HOw to understand gradient dscent
Hey @pdhimate, great questions! I hardly see anyone plat the gradients, but if you see your loss plot going to a wrong direction, it is highly likely that the weights parameters explode.
Thank you. But I wanted to know which plot we are exactly checking when we look for exploding or vanishing gradients.
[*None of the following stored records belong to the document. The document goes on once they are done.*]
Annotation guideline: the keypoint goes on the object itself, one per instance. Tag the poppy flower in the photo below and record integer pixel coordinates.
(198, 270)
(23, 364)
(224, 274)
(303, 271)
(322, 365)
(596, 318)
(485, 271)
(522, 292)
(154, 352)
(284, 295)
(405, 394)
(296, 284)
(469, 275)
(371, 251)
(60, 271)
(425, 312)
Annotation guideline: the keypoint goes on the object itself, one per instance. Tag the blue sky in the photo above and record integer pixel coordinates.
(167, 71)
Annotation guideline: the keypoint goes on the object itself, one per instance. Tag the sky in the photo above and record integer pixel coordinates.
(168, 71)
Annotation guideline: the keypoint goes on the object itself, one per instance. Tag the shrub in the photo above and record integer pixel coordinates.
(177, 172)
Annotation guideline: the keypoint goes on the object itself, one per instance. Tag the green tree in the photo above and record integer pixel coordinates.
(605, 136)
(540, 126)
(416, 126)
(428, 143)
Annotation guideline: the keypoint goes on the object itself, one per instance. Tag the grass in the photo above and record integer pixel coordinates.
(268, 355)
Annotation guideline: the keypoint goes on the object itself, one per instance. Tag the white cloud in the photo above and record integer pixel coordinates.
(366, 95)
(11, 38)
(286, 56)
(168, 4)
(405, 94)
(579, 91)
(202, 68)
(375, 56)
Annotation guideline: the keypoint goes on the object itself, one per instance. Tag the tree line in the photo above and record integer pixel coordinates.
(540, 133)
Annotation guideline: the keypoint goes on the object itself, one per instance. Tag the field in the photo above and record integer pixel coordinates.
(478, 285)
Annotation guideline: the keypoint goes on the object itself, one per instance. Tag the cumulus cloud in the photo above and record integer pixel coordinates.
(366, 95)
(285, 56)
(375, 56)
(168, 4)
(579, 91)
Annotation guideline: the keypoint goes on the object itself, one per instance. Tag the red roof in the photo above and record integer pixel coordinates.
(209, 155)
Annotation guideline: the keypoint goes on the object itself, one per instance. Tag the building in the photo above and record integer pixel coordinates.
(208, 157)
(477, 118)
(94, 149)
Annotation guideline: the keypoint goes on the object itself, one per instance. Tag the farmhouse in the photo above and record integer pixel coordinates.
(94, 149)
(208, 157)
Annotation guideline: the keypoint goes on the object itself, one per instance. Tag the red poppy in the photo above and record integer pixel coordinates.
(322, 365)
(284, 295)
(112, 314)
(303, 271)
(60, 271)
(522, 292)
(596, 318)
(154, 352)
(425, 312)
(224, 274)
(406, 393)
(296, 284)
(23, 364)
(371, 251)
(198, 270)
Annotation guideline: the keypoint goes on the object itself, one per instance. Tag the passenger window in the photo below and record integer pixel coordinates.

I am basically stuck here: https://stackoverflow.com/questions/63514062/tensorflow-v2-gradients-not-shown-on-tensorboard-histograms
Dear All,
I do not understand the relationship between eigenvalues of Hessian Matrix with extremum.
- When the eigenvalues of the function’s Hessian matrix at the zero-gradient position are all positive, we have a local minimum for the function.
- When the eigenvalues of the function’s Hessian matrix at the zero-gradient position are all negative, we have a local maximum for the function.
- When the eigenvalues of the function’s Hessian matrix at the zero-gradient position are negative and positive, we have a saddle point for the function.
Thank you!
I got the answer for it. (in part 11.2 Convexity)
Sorry for this incovenience!